Trump’s attacks on the press have led him to redefine any outlets he doesn’t like as the “mainstream liberal media,” betraying a garish ignorance of the press’s landscape and history. While many press outlets that are critical of Trump would happily accept the liberal label–for example, The Nation, Harpers, Mother Jones–some of the most critical are either diehard rightwing platforms (like The Weekly Standard), libertarian (Reason), or historically critical toward presidents of both parties (the New York Times and Washington Post). My favorite case is the Atlantic Monthly, which has literally reoriented its editorial line to resist Trump’s demented attacks on truth and dignity. Based on its intellectual heritage, the Atlantic is a quintessentially Republican newspaper, founded by the GOP’s earliest fellow travelers, and in support of their defining policy goal of abolitionism. But even a founding GOP publication is all liberal lies in TrumpWorld.
Then there is the matter of Trump’s tax returns. Strictly speaking, Trump could frame his refusal to disclose them as a protection of his individual privacy before he became a candidate for president.
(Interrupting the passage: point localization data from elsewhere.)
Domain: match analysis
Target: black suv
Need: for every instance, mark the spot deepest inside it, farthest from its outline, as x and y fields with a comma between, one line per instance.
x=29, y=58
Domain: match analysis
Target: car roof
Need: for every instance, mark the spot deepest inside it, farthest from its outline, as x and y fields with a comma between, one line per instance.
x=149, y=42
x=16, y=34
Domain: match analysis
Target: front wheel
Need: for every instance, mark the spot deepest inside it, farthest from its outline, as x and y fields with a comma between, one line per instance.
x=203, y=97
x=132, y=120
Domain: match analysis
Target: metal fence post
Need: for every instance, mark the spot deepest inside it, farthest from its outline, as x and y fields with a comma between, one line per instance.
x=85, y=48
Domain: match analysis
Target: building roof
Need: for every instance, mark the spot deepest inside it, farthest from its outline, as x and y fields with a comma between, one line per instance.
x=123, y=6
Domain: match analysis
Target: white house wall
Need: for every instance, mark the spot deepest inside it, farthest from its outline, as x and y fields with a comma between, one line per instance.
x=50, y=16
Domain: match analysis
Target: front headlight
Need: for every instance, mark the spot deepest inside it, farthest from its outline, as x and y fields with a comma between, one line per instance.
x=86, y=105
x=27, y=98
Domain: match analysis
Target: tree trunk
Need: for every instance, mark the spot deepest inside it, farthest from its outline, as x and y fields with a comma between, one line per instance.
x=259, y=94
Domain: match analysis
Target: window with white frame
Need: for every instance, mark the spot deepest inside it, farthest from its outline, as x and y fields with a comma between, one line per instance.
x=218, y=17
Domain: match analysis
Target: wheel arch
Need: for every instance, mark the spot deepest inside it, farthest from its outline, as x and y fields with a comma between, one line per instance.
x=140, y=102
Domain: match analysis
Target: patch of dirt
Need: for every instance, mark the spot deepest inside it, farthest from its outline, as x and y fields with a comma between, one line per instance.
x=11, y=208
Although he hasn’t articulated a coherent case for his reticence, he seems to point in this general direction, claiming his taxes wouldn’t be “interesting” to the public.
But there is a reason that all recent presidents have disclosed their tax returns, and it has everything to do with accountability. As the highest political leader in the land, the president should not just conform to the minimum requirements of transparency and accountabililty, but should make himself a model of those values. Trump’s steadfast refusal to follow precedent gives the appearance he has something to hide.
Well, Trump cannot hide his affinity for tyranny. The truth, as Orwell liked to say, is right in front of our noses: Trump scornfully rejects the very idea of accountbility. He wishes with all his political instinct to be a tyrant. So far, our free society and democratic insitutions have limited his ability to follow through, but we should do better than just wait and see how things shake out. Remember, the vote is another form of democratic check on Trump’s power; if it goes against him, he is likely to invoke Rule Number One and claim the “dishonest, paid-off” voters have no claim against his legitimacy.